15 MR. JONES: I can get a number. In other words,
16 I've previously on the record given a number of the total
17 claims filed against Liberty since they began writing in
18 1988. I had another printout that showed how many
19 fatalities, how many partial payments, how many were Temp
20 Total, how many were occupational diseases, I think there
21 was 909 occupational diseases, and I can get that
22 information and share it with all of you, if you'd like it.
23 MR. OVERTURF: Larry, how far back did you go?

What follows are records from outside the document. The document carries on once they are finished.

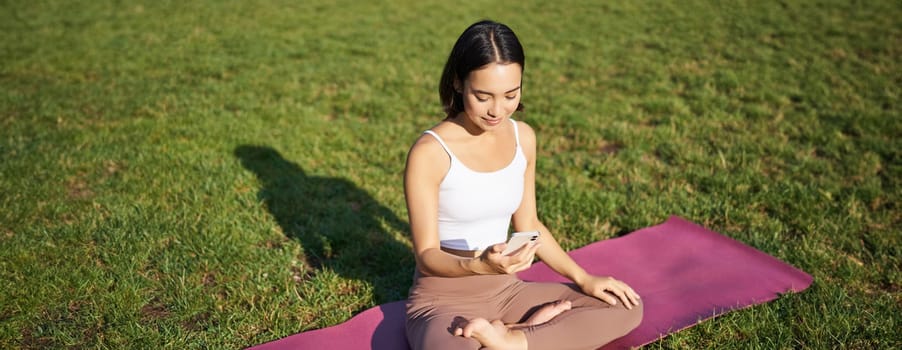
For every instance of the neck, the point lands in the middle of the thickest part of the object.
(468, 125)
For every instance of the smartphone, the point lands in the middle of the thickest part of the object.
(519, 239)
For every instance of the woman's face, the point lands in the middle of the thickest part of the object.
(491, 94)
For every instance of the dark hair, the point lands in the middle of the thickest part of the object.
(482, 43)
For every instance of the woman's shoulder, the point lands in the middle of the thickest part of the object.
(526, 133)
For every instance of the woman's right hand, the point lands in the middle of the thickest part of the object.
(514, 262)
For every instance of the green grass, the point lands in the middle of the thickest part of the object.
(218, 174)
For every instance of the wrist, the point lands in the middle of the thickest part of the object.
(473, 265)
(580, 277)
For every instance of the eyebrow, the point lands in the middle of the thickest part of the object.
(489, 93)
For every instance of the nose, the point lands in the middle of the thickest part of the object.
(496, 110)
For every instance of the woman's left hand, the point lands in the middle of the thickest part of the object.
(606, 288)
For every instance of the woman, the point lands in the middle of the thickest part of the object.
(467, 179)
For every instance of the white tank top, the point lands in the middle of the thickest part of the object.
(475, 208)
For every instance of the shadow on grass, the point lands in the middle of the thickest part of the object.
(339, 226)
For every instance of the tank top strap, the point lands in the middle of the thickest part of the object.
(440, 141)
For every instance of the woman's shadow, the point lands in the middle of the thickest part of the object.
(338, 225)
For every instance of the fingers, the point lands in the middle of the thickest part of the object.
(627, 295)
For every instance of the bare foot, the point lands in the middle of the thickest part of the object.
(492, 335)
(547, 312)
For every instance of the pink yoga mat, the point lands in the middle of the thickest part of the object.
(684, 273)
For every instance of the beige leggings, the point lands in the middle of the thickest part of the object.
(435, 302)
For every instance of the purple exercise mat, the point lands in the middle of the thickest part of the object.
(684, 273)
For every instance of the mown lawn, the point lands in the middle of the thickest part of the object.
(218, 174)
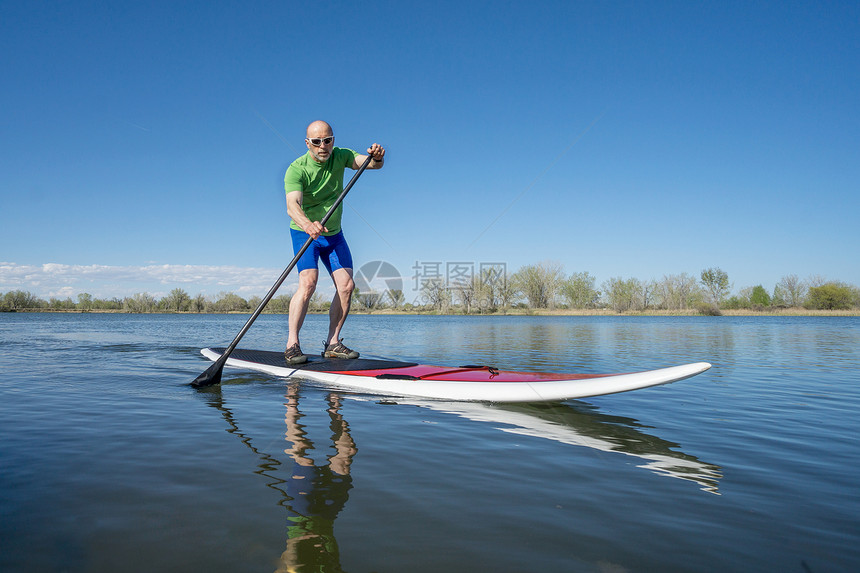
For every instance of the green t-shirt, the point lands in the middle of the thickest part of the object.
(321, 184)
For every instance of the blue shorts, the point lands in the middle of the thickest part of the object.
(333, 251)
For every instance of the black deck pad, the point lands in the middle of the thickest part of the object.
(315, 363)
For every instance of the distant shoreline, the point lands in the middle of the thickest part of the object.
(789, 312)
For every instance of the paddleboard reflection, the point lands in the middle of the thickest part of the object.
(581, 424)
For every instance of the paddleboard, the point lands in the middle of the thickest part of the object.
(474, 383)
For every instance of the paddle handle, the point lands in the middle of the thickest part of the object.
(213, 373)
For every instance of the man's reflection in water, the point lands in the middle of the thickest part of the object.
(315, 493)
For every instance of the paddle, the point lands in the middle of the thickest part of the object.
(212, 375)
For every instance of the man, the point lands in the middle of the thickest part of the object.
(313, 183)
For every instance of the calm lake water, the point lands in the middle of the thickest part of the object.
(112, 462)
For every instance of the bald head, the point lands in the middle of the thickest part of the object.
(319, 128)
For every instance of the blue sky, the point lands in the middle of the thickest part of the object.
(144, 144)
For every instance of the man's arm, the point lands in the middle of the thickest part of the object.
(377, 152)
(297, 214)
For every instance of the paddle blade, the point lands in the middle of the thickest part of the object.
(210, 377)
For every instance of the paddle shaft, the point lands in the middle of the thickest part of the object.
(212, 375)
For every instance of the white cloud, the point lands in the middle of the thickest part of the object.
(105, 281)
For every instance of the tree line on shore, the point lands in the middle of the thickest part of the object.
(533, 287)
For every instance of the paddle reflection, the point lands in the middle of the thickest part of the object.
(314, 493)
(581, 424)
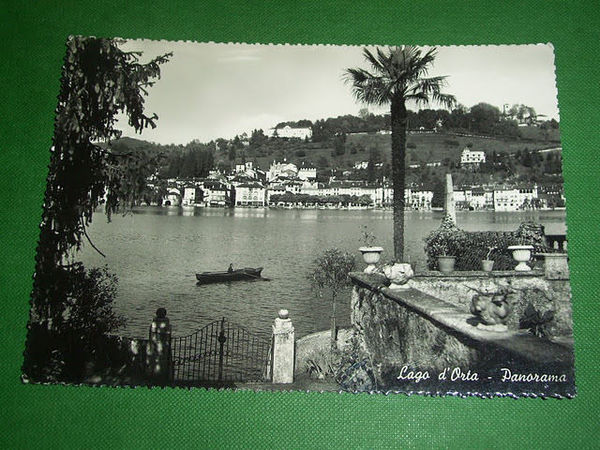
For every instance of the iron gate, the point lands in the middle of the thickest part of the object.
(220, 351)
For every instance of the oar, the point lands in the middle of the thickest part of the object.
(258, 277)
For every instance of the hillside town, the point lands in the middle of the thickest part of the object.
(287, 185)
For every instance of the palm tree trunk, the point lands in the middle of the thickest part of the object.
(398, 118)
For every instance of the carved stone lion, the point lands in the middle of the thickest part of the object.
(491, 310)
(399, 275)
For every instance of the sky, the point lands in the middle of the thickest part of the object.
(210, 90)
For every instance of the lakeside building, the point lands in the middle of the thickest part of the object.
(173, 197)
(216, 193)
(430, 164)
(192, 195)
(307, 173)
(291, 132)
(472, 157)
(250, 194)
(513, 198)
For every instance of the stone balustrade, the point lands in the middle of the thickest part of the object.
(428, 327)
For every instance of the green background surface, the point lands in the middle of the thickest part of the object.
(33, 39)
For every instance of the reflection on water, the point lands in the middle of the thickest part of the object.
(156, 252)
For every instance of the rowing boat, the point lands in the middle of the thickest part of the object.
(247, 273)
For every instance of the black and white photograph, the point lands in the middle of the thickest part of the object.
(377, 218)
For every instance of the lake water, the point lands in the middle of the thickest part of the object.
(156, 252)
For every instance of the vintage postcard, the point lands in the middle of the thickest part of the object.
(305, 217)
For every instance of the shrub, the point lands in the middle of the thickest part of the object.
(470, 248)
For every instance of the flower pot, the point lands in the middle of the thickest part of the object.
(446, 263)
(487, 265)
(521, 254)
(371, 256)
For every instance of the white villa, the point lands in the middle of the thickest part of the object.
(192, 196)
(282, 169)
(512, 198)
(289, 132)
(250, 194)
(472, 157)
(307, 173)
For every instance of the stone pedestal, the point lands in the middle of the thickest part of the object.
(283, 349)
(449, 206)
(159, 348)
(556, 266)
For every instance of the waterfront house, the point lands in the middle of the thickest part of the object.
(418, 199)
(192, 195)
(216, 193)
(173, 197)
(513, 198)
(307, 173)
(250, 194)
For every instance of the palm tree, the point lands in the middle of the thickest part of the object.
(398, 76)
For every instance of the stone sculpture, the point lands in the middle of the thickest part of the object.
(492, 311)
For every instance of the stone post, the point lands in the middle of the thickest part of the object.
(556, 266)
(283, 349)
(158, 356)
(449, 206)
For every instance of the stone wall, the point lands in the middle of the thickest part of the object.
(429, 328)
(524, 288)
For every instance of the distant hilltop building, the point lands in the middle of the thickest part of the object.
(472, 157)
(285, 169)
(291, 132)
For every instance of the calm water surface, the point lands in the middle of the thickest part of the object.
(156, 252)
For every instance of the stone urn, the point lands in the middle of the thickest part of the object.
(399, 274)
(446, 263)
(487, 265)
(521, 254)
(371, 256)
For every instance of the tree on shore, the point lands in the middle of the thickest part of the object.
(330, 273)
(99, 81)
(397, 76)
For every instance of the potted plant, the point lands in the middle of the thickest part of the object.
(487, 264)
(371, 254)
(445, 261)
(444, 244)
(522, 254)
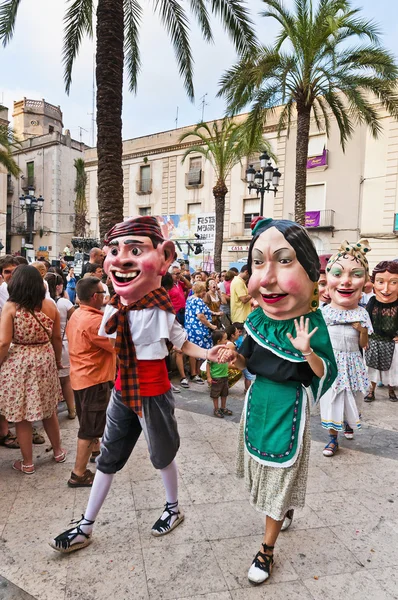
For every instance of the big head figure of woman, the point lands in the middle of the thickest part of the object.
(283, 268)
(347, 274)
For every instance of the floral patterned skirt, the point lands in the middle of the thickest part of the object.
(29, 384)
(275, 490)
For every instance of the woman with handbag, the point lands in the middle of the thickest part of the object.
(30, 356)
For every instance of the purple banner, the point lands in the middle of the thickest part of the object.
(318, 161)
(312, 218)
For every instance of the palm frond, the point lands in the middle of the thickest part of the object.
(132, 21)
(239, 26)
(199, 9)
(8, 16)
(176, 22)
(78, 21)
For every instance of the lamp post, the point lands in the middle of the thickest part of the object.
(30, 204)
(263, 179)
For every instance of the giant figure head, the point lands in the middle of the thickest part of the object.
(136, 257)
(284, 269)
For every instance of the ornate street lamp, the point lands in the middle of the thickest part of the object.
(30, 204)
(263, 179)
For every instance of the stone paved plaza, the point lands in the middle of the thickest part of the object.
(342, 545)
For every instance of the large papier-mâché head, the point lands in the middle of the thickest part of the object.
(284, 269)
(137, 256)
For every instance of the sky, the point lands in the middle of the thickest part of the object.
(31, 66)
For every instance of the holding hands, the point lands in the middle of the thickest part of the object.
(302, 340)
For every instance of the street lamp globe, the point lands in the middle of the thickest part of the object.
(268, 173)
(258, 180)
(276, 177)
(264, 158)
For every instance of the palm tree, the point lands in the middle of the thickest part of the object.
(8, 143)
(314, 71)
(80, 200)
(224, 143)
(117, 32)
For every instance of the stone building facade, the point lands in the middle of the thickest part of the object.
(46, 159)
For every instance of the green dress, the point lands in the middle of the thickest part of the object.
(274, 434)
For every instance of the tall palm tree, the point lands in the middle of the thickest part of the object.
(80, 200)
(315, 72)
(117, 32)
(224, 143)
(8, 143)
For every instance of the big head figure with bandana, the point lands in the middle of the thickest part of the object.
(136, 257)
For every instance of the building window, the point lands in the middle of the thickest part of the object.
(194, 175)
(194, 208)
(145, 179)
(30, 171)
(145, 211)
(251, 209)
(316, 144)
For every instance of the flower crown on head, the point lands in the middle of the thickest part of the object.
(357, 251)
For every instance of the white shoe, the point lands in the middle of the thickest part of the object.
(287, 520)
(260, 571)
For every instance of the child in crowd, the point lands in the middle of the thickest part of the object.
(249, 377)
(217, 378)
(349, 326)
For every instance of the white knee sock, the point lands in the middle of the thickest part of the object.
(99, 491)
(170, 482)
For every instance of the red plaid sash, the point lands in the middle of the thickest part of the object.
(124, 346)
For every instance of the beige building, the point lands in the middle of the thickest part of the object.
(46, 159)
(3, 190)
(349, 195)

24 MR. JONES: Well, again, we started writing at
25 Liberty Northwest in 1988. Our Liberty Northwest case, not
0019
1 Liberty Mutual, which has been writing, I believe, since
2 the 1930's.
3 THE COURT: Well, we're only dealing with this
4 statute since what, 1991?
5 MR. OVERTURF: Uh-huh.
6 MR. DALE: '87, if you look --
7 THE COURT: Well, I said it didn't apply back to
8 '87.
9 MR. DALE: '91 under Rausch and, of course, they
10 should probably go back and look at '87, 1987.
11 THE COURT: I ruled on the '87 issue and I ruled,
12 I think, against you. That's on appeal.

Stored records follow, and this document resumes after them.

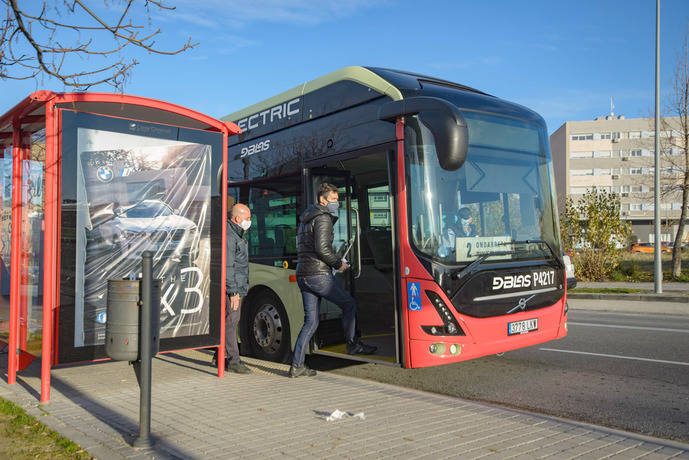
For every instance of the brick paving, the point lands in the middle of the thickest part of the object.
(196, 415)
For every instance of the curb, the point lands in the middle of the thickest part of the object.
(631, 297)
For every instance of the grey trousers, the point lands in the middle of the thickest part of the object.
(231, 322)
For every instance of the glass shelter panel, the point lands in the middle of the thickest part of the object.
(138, 187)
(31, 290)
(5, 239)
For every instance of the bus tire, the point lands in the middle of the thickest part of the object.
(268, 328)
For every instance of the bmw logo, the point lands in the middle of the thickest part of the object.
(104, 174)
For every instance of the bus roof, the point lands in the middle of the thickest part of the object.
(356, 74)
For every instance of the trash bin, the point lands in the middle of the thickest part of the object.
(123, 319)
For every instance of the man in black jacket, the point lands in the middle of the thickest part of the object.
(317, 260)
(236, 284)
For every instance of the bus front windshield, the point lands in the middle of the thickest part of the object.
(500, 198)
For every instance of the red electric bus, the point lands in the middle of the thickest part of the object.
(447, 215)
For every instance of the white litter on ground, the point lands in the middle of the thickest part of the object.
(339, 415)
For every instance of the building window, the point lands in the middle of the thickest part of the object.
(582, 137)
(581, 154)
(581, 172)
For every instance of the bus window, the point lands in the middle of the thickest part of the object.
(272, 236)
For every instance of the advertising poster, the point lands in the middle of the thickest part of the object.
(140, 193)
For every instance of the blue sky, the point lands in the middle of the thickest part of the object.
(564, 59)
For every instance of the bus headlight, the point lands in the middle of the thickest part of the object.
(450, 325)
(437, 348)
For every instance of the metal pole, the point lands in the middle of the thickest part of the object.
(145, 352)
(15, 256)
(658, 277)
(49, 276)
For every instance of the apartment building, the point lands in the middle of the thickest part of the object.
(616, 154)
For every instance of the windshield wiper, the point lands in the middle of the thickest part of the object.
(473, 267)
(543, 242)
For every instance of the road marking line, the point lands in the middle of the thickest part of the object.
(642, 328)
(616, 356)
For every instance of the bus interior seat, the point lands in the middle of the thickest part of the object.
(380, 243)
(266, 245)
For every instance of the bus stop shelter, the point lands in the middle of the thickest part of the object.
(89, 182)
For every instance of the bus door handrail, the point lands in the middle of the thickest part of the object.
(358, 243)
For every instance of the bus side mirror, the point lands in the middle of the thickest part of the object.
(443, 119)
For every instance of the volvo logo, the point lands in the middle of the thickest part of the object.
(104, 174)
(521, 305)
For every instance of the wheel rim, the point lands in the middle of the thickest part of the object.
(268, 328)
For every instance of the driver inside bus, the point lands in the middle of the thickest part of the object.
(463, 227)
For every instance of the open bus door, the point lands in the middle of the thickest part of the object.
(364, 232)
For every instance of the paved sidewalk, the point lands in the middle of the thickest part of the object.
(267, 415)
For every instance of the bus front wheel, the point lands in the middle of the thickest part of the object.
(268, 328)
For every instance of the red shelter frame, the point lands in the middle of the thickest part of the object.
(40, 110)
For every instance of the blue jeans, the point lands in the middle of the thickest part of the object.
(313, 289)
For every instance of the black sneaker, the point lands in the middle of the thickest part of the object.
(360, 348)
(238, 368)
(303, 371)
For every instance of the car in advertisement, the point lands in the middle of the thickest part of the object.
(148, 225)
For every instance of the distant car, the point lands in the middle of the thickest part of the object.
(649, 248)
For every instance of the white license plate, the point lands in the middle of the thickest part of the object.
(522, 327)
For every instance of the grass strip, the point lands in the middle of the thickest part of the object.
(609, 290)
(24, 437)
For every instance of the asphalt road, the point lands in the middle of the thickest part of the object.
(625, 371)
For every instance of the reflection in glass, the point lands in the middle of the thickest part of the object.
(502, 193)
(136, 194)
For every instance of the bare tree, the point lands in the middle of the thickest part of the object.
(55, 37)
(679, 139)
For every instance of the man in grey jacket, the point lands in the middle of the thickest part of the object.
(236, 284)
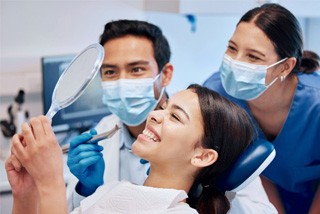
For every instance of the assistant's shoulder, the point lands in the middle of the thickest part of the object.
(309, 80)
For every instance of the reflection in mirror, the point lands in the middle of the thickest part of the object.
(75, 79)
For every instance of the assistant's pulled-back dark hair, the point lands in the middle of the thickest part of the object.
(121, 28)
(281, 27)
(227, 129)
(310, 62)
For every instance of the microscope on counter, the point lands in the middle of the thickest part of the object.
(17, 116)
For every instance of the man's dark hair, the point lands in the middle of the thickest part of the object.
(121, 28)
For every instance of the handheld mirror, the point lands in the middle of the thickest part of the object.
(75, 79)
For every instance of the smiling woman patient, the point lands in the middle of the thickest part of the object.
(191, 140)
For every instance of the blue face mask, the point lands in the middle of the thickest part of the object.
(130, 99)
(242, 80)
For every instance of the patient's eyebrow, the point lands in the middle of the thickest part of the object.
(174, 106)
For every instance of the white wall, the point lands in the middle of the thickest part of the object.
(31, 29)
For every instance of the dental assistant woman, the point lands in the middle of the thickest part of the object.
(259, 72)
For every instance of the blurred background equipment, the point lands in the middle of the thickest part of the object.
(17, 116)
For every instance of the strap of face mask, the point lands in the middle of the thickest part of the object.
(273, 81)
(276, 63)
(159, 76)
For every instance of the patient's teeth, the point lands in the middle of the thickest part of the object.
(149, 134)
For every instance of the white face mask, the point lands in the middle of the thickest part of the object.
(131, 99)
(242, 80)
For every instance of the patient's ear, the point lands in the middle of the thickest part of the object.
(204, 157)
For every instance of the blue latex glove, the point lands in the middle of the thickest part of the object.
(86, 162)
(143, 161)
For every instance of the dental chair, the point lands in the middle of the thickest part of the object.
(248, 166)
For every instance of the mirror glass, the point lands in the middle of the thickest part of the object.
(75, 79)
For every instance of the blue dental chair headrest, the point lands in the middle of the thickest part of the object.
(248, 166)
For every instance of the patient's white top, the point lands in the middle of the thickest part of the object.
(125, 197)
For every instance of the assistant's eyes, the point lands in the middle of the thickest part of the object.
(253, 57)
(108, 74)
(231, 48)
(175, 116)
(137, 70)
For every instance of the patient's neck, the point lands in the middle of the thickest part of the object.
(170, 179)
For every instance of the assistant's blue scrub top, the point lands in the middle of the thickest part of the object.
(296, 166)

13 MR. DALE: That's on appeal, right.
14 THE COURT: Okay, so for sure '91, (question
15 mark), as to back to '87.
16 MR. DALE: Right.
17 THE COURT: Okay. That's why I wanted Greg here
18 and also the rest of you.
19 In Fisch, Frost & Rausch, what did you do with
20 respect to Temporary Total people who may be, in fact,
21 Permanently Totaled or, if anything, or did you just ignore
22 it?
23 MR. DALE: We relied on Greg's position on that.
24 MR. OVERTURF: And we went and we looked at some
25 of those and after we came up with our initial list, there
0020
1 were some that were added in there that were looked at and
2 it was agreed that they were appropriately classified as
3 Permanent Total.
4 THE COURT: Okay. So you looked at the Temporary
5 Total list and you dwindled it down, but how did you do
6 that? Because, obviously, there's thousands of Temporary
7 Total people. You didn't go through all of the files, I
8 don't think.
9 MR. OVERTURF: Didn't go through all of the files.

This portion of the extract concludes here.